Again, details abridged, you can use the contents of FIRST and FOLLOW to derive the table we were looking for above. Here is the result for the RPN grammar:

(any operator) \(\_\) (a space) (any digit) \(\$\) (end of input)
\(S \rightarrow\) \(PS\) \(\_S\) \(DNT\) \(\epsilon\)
\(T \rightarrow\) \(PS\) \(\_S\) Error \(\epsilon\)
\(N \rightarrow\) \(\epsilon\) \(\epsilon\) \(DN\) \(\epsilon\)
\(D \rightarrow\) error error \(D\) Error
\(P \rightarrow\) \(P\) error error error

Recursive Descent Parsing

See the code for the RPN parser. There are two versions:

To give an example, suppose we’re parsing the string 44_9_+. At the top level, we’d call S(44_9_+) and this would result in the following call tree:

call                       Parsed   Rest
S(44_9_+)       (empty)   44_9_+
  D(44_9_+)           4   4_9_+
  N(4_9_+)            4   4_9_+
    D(4_9_+)         44   _9_+
    N(_9_+)          44   _9_+   
  T(_9_+)           44_   9_+
    S(9_+)          44_   9_+
      D(9_+)       44_9   _+
      N(_+)        44_9   _+
      T(_+)        44_9   _+
        S(_+)      44_9   _+
          S(+)    44_9_   +
            P(+) 44_9_+   

In rpn-LL, the return value is just the Rest column above. So the call D(9_+) returns _+, and that’s what’s passed into the following call to N.

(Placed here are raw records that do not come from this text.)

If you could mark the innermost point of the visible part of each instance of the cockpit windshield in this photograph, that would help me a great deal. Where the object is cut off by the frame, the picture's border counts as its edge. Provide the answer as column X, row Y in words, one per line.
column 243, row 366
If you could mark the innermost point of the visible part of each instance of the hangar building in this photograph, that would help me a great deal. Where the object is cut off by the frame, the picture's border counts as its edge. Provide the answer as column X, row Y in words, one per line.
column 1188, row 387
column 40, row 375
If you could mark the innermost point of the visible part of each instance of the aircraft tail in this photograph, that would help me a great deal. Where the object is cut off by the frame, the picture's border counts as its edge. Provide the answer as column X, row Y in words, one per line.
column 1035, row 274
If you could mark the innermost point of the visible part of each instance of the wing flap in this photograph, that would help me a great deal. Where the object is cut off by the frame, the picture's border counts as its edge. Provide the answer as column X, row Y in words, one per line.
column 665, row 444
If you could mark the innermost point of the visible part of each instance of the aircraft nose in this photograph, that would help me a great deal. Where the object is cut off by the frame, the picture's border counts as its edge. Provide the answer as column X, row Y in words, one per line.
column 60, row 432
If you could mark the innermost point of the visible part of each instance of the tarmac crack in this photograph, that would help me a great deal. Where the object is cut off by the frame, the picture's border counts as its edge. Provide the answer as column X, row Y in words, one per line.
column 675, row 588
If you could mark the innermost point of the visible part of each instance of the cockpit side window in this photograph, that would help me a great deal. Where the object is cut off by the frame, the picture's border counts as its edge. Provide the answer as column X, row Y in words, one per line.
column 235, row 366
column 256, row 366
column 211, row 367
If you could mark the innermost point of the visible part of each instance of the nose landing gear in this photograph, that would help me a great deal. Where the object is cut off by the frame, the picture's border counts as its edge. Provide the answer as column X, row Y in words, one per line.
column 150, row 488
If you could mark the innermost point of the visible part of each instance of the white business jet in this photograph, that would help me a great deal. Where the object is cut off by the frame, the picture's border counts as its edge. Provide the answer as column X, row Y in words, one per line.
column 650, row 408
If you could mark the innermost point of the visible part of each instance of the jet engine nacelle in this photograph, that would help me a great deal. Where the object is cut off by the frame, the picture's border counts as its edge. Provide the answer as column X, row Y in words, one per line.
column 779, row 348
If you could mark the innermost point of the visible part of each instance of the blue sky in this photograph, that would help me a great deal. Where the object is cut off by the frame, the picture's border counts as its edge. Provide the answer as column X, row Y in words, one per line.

In rpn-ast, the return value is a list containing the parsed value, then the rest of the input symbols. So the call D(9_+) returns (9, _+). To be precise about the details, the arguments and return values are themsleves lists of characters, so the actual call is D((#\9, #\_ #\+)) and the return value is (9, #\_, #\+). Notice that the 9 is now an integer value, wheras the “rest of the input” part is still a list of characters.